Я появляюсь на радуге. И вот мне представился случай. Я расскажу о радуге все и буду выпрыгивать на этих страницах в свойственной ей манере, чтобы просиять на миг.

Радуга сияла. В стакане пива, который я держал для своего приятеля на вечеринке, куда тоже был приглашен. Вслед за Сидом я пошел в комнату его бабушки, там Сид поднял трость и начал свое представление.

Клац-бац-клац – Сид разложил-сложил трость, и все бабочки разом запорхали вокруг. Везде бабочки, бабочки, бабочки… Вау! Воздух наполнился всеми цветами. Бабушка Сида все время болела, старость – вот как называется эта болезнь. Его дед умер. И что ей остается? Все тот же синдром. Лежит не вставая. Как ни приду – она в кровати.

Но уж больно заразительно смеялся мой взбалмошный друг. Даже мертвый встанет с погребального костра, чтобы посмотреть, кто так смеется. Но я не такой. Я…
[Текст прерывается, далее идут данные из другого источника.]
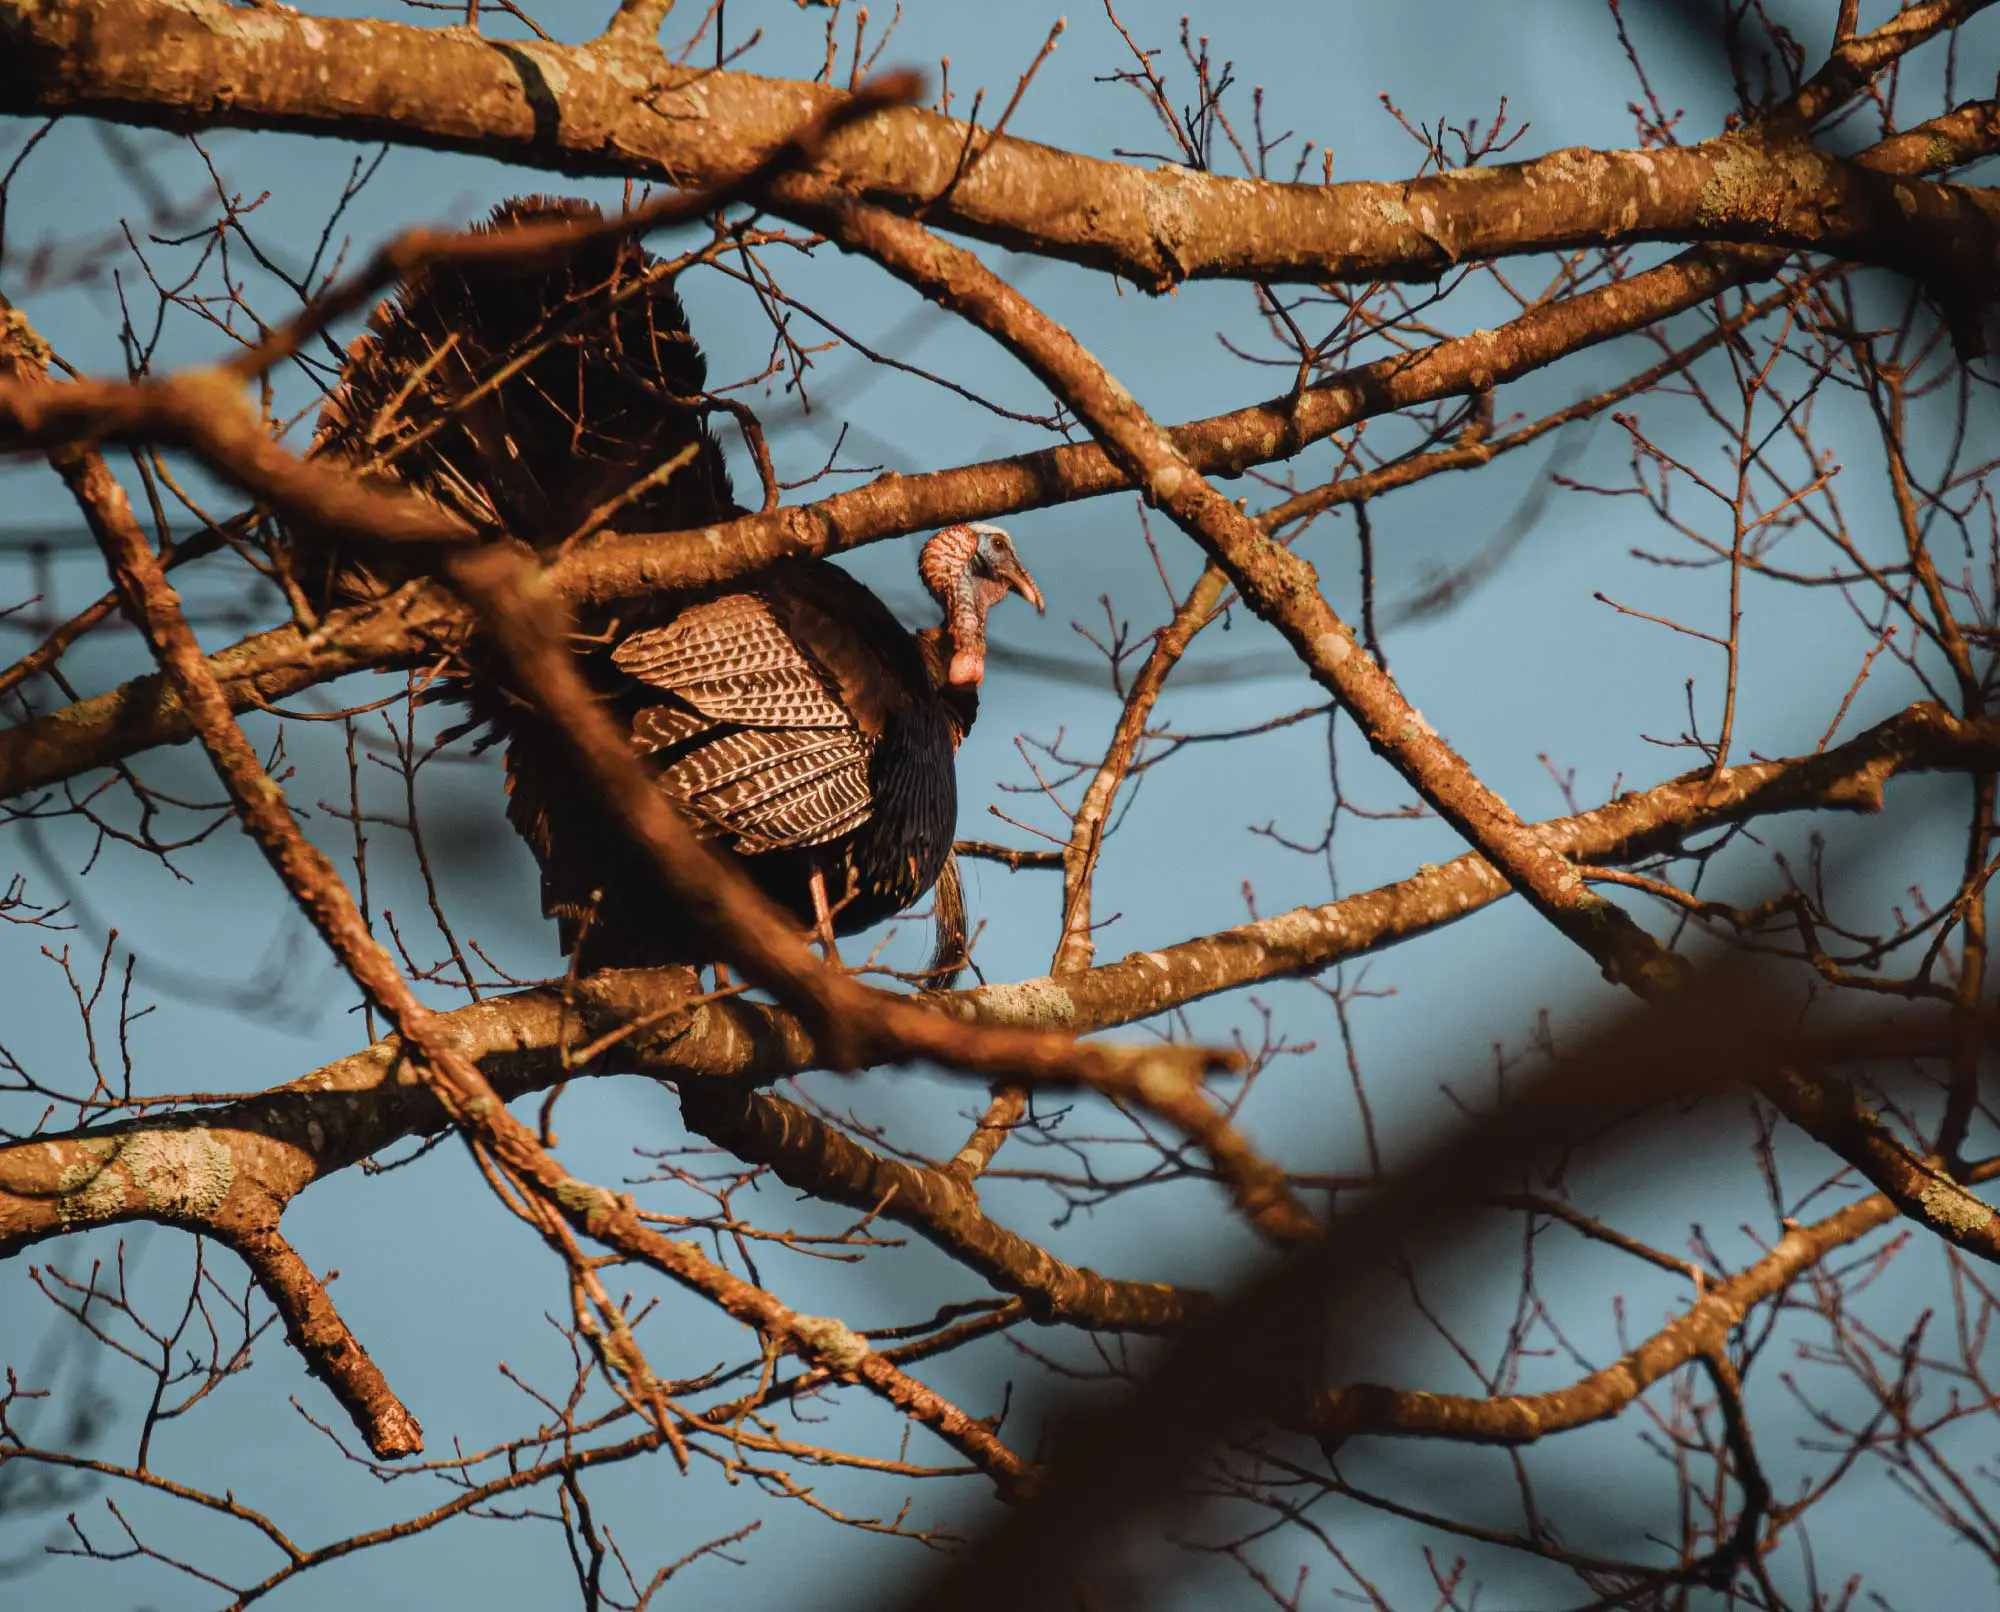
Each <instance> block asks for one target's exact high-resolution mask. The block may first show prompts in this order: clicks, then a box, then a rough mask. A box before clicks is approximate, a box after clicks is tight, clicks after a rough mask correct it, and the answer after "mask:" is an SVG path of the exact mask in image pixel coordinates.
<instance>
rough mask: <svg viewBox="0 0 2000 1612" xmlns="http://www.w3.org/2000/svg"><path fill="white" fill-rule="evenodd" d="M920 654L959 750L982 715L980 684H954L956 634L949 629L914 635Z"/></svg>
mask: <svg viewBox="0 0 2000 1612" xmlns="http://www.w3.org/2000/svg"><path fill="white" fill-rule="evenodd" d="M910 636H912V638H914V640H916V652H918V654H920V656H922V658H924V676H926V678H930V686H932V690H934V692H936V696H938V704H940V706H944V718H946V720H948V722H950V724H952V748H954V750H956V748H958V746H960V744H962V742H964V738H966V734H970V732H972V724H974V722H976V720H978V714H980V690H978V684H964V682H952V676H950V674H952V632H950V628H948V626H942V624H940V626H926V628H920V630H918V632H914V634H910Z"/></svg>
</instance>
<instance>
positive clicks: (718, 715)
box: [612, 594, 854, 728]
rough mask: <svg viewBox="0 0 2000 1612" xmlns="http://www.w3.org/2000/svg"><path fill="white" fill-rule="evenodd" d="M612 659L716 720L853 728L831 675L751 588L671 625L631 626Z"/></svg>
mask: <svg viewBox="0 0 2000 1612" xmlns="http://www.w3.org/2000/svg"><path fill="white" fill-rule="evenodd" d="M612 662H614V664H616V666H618V670H620V672H624V674H626V676H632V678H638V680H640V682H644V684H648V686H650V688H664V690H668V692H672V694H678V696H680V698H682V700H686V702H688V704H690V706H694V708H696V710H698V712H702V714H704V716H712V718H714V720H716V722H742V724H746V726H758V728H852V726H854V714H852V712H850V710H848V708H846V706H842V704H840V698H838V692H836V690H834V688H832V686H830V684H828V678H826V676H824V674H822V672H820V670H818V668H816V666H814V664H812V662H810V660H808V658H806V652H804V650H800V648H798V644H796V642H794V638H792V634H790V632H786V628H784V624H782V622H778V618H776V616H772V612H770V608H768V606H766V604H764V600H760V598H758V596H754V594H728V596H724V598H718V600H710V602H708V604H696V606H690V608H688V610H682V612H680V614H678V616H676V618H674V620H672V622H668V624H666V626H656V628H646V630H644V632H634V634H632V636H630V638H626V640H624V642H622V644H618V648H616V650H612Z"/></svg>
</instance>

Я здесь не для того, чтобы рассказывать про себя. Это не моя история, я не ее персонаж, и во мне нет никакой надобности. Но и одна страница – сцена. Даже если кто-то не имеет к ней отношения, но под незначительным предлогом получает возможность выйти, только посмотрите, с какой радостью он пытается продлить этот миг. Например, в одном эпизоде актер говорит «дождь», тогда кто-то типа меня выходит на сцену, чтобы «пш-ш-ш» – и пролить потоки дождя из водного пистолета. Он появляется только для этого, но теперь, когда он на сцене, уйти оттуда стоит больших усилий. Он тянет свое «пш-ш-ш» настолько долго, насколько это возможно, и, помогая рукой, поднимает ногу вверх, чтобы привлечь внимание зрителей и продлить момент славы.

Как если бы бедного школьного учителя сделали личным секретарем главного министра, потому что он принадлежал к той же касте. Три года над ним ежедневно всходила полная луна. Он самоотверженно опробовал все: ростовщичество, взяточничество, распутство, «Мерседес», заграничные поездки и всевозможные махинации. Отремонтировал и украсил дом, выдал дочь замуж, пристроил на работу сына и племянника, а потом, когда закончился срок службы, как корова, покорно вернулся на привязь благородного бедного учительства. Но пока была возможность, он раз за разом возвращался на сцену, чтобы исполнить свою роль.

Я в таком же положении. Не могу упустить случай. И раз за разом буду выходить сыграть свою роль. Если вы пропустили первый кадр, то теперь смотрите в оба!

Самолюбие не позволяет мне врываться насильно. Меня будут выпихивать и не дадут находиться здесь долго. Тогда уж лучше я успею выдать свои несколько строк до того, как меня выставят, и тихо ретируюсь. Мой выход продлится пару мгновений. Достаточно, чтобы сказать:

– Радуга сияла. Я увидел первым. Не могу сказать, видел кто-то еще или нет. Но я видел.

Мы зашли в комнату. В руках у нас были стаканы с пивом. «Как душно», – подумал я. Сид взял трость и подпрыгнул. Но пиво не пролил. Я спросил разрешения и открыл окно. Снаружи на дереве висел порванный воздушный змей. Взметнулись бабочки. Возможно, змей качнулся. Бабушка Сида повернулась на другой бок. Ей пришлось открыть глаза.

– Ба, а ну вставай, лентяйка! Ты, что собираешься всю зиму проспать? Холода, зима, холода… – Сид приподнял ее подушку, устроился рядом и начал петь о том, как они полетят по небу, усевшись на трость. – Хватит хр-р-р-хр-р-р-хр-р-р, – затянул он, подражая ее храпу. Обняв ее, он принял картинную позу с тростью. Поза есть, должно быть и фото. А кто будет снимать? Ваш покорный слуга. Достал мобильник, а кому отдать стакан? Сиду. Тогда свой стакан Сид вручил бабушке:

– Несносная девчонка пьет пиво. Скорее фоткай!